Meher Bokhari has found drawn a bit of attention to herself, though probably not for reasons she had dreamed. The Samaa TV talk show host raised eyebrows during her interview with Salmaan Taseer last November during which she fought with the Governor, accusing him of undermining justice and fanning the flames of religious hatred by questioning the blasphemy laws. Meher even read a fatwa against the Governor on the air.
Two months later, Governor Taseer was shot to death by one of his guards in Islamabad who claims he committed the act because of the Governor’s criticism of the blasphemy laws. Bokhari infamously followed the Governor’s murder with a programme on 5 January that asked if the confessed gunman Mumtaz Qadri is hero or terrorist.
It should be noted that this was not the first time that Meher Bokhari had projected extremist views, rather she regularly hosted guests including Muhammad Ahmed Ludhianvi who is a leader of banned terrorist organization Sipah-e-Sahaba.
On 11 January, PEMRA imposed a fine of Rs.1 Million on Samaa TV for projecting terrorists. One week later, Meher Bokhari was conspicuously missing from the set of last night’s News Beat, Farieha Idrees appearing in her place. This did not go unnoticed by media watchers, and some are saying that News Beat host has been sacked by Samaa TV, though we have not been able to obtain official confirmation at this time. There are also rumours that Bokhari has been offered a show at Express along with an increase in pay, but again these remain only rumours.

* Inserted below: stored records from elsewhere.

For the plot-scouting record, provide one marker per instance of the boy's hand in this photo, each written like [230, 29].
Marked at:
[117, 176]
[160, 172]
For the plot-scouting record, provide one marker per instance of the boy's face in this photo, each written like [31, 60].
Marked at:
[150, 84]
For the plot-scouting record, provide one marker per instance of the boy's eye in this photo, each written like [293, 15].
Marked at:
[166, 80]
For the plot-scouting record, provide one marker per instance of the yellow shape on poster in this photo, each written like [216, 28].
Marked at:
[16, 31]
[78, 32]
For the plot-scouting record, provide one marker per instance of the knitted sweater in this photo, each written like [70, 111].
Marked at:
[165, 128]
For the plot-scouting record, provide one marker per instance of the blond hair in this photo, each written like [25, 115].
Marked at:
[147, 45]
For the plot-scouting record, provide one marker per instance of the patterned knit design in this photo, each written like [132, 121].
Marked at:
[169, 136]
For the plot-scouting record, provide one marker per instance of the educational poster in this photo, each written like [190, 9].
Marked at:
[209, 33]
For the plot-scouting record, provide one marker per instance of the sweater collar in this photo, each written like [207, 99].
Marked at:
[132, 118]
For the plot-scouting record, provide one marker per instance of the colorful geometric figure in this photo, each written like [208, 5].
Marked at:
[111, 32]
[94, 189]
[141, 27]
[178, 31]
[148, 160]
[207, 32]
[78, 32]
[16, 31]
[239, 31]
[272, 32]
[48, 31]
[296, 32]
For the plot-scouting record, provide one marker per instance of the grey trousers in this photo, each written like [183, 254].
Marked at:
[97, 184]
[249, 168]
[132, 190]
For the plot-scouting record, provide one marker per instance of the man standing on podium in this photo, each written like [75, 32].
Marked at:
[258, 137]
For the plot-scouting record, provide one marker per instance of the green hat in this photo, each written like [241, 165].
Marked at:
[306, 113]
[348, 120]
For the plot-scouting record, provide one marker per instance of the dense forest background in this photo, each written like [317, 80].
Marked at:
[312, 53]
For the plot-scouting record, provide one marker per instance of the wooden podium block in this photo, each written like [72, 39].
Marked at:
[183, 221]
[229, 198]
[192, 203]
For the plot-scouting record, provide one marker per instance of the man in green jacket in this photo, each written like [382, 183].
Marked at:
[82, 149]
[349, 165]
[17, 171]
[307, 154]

Rumours notwithstanding, what eventually happens with Meher Bokhari is of interest, however, as it will send two important signals to Pakistan’s media groups: The most important being whether PEMRA is a watch dog with no teeth, but also whether the media chiefs are willing to reward a TV anchor who exploits religion to boost ratings. Depending on the signal sent, we could see significant changes in the way media approaches sensitive topics.
If Meher Bokhari gets a raise following a large PEMRA fine, TV anchors will see her as an example of how to advance their careers: pander to the extremist gallery and exploit religious sentiments while shouting your way to the top. Media chiefs likewise will see that the government’s regulatory body is toothless and will ignore warnings and fines as they attempt to boost ratings by outdoing each other with more and more outrageous programming.
On the other hand, Meher Bokhari could serve as a warning for up and coming journalists and producers who learn that there are red lines that are not crossed in civilized discourse. Any temptation towards fatwa baiting would have to be weighed against losing one’s job and reputation in the industry and we might even see the public discourse come to settle at a more moderate level.
As Meher Bokhari’s story continues to be revealed, its final chapter will tell much about the future of Pakistani media.